O juiz cita, em seu artigo, uma série interminável de recursos que poderiam ser interpostos contra o Estado, recursos dignos do poder (e do dinheiro) daquelas bancas advocatícias antimensalão, antipetrolão, anti-Lava-Jato, do Distrito Federal. Ora, nada mais utópico no nosso cenário atual. Ainda mais utópica é a “solução final” ofertada pelo juiz ao problema: caso o hospital não consiga ser ressarcido nessas instâncias, que cobre do Estado o abatimento de impostos, IPTU, INSS, IPVA, etc. Ou seja, se o hospital não conseguir ser ressarcido pelo Estado, pelas “internações gratuitas” que tem de fazer, que vá até o Detran e peça para que a dívida estatal seja abolida nos impostos da frota de ambulâncias…. Nunca vi nem muito menos ouvi falar de algo desse tipo. Será que a Prefeitura irá abater um IPTU de uma dívida feita por um paciente do Estado? Será que a União (INSS) irá abater uma dívida de saúde feita pela Prefeitura? Ora, nada mais utópico… Pedimos desculpas , mas discordamos frontalmente deste tipo de “solução aparentemente legalista e conciliatória”, mas utópica e financeiramente prejudicial. Nosso hospital, que não é estatal, mesmo recentemente, teve de albergar uma “paciente, uma púbere, moradora” porque um juiz “julgou” que não haveria outro lugar para ela ir…

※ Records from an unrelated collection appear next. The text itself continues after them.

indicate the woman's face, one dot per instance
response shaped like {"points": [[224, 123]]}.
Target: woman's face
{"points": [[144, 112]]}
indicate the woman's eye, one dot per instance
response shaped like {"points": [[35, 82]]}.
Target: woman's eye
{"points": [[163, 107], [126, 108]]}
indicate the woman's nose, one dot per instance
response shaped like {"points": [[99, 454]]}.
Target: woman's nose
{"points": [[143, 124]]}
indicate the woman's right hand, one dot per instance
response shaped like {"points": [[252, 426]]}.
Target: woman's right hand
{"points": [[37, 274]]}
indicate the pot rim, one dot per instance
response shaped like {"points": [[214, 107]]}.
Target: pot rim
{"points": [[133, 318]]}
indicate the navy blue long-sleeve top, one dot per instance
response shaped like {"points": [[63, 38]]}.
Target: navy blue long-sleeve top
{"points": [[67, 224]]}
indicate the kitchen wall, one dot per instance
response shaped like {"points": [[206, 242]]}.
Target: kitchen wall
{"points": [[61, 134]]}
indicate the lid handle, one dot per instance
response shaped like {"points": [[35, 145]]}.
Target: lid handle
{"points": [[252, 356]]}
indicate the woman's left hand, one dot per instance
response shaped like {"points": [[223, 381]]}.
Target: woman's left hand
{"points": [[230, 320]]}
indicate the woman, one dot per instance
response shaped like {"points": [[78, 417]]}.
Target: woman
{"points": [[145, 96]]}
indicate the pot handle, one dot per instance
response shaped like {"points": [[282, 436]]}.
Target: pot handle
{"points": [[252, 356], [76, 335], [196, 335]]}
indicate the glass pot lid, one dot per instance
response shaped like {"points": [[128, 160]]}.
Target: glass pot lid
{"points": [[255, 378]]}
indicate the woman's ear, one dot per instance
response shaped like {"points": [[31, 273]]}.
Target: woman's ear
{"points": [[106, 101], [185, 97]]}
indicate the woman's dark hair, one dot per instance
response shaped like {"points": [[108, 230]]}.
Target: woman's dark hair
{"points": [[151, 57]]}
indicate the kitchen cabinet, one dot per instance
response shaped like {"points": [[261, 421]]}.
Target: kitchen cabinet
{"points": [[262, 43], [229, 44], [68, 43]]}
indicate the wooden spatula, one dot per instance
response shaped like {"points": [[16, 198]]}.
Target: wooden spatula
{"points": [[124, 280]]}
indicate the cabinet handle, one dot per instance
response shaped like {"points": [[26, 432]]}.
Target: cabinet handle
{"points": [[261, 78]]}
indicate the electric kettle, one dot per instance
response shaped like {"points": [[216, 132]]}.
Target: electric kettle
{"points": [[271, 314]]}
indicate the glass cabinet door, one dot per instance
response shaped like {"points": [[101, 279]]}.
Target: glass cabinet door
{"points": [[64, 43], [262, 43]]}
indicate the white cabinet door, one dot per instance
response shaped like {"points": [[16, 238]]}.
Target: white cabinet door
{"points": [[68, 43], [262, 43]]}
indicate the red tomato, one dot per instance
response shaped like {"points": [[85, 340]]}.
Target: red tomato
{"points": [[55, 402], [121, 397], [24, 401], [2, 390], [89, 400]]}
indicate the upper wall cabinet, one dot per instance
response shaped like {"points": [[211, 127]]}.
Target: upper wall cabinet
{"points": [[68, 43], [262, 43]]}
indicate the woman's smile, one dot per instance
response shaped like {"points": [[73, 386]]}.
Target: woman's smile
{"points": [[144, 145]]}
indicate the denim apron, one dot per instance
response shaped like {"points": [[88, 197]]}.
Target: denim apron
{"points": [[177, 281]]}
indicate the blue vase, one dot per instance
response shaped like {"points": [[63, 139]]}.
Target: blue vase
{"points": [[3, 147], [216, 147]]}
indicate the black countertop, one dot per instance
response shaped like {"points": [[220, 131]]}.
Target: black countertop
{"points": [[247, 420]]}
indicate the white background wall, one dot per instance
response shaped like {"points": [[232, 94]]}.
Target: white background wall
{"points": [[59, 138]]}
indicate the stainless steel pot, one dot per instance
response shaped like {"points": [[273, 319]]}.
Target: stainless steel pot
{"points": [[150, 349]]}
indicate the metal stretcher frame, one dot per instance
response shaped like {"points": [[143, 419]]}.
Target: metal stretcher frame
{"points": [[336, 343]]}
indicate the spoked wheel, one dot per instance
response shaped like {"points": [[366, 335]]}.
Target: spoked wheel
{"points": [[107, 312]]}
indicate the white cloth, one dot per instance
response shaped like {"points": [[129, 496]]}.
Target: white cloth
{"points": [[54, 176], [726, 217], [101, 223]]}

Então, qual seria a “solução”? Medidas advindas das Associações Hospitalares no sentido de coibir este tipo de abuso na raiz. Promotores, Juízes, “poder público”, ao nosso ver, não têm o direito de escravizar a iniciativa privada/filantrópica. Não é possível que se emitam a torto-e-a-direito ordens e mais ordens judiciais obrigando hospitais não-estatais a prestarem assistência estatal, inclusive sem ouvir as partes envolvidas, p.ex., os setores administrativo/financeiros dos hospitais privados/filantrópicos a quem é feito o encaminhamento. Aqui não pode haver o tal ubíquo e inquebrantável princípio do “ordem judicial não se discute, se cumpre”.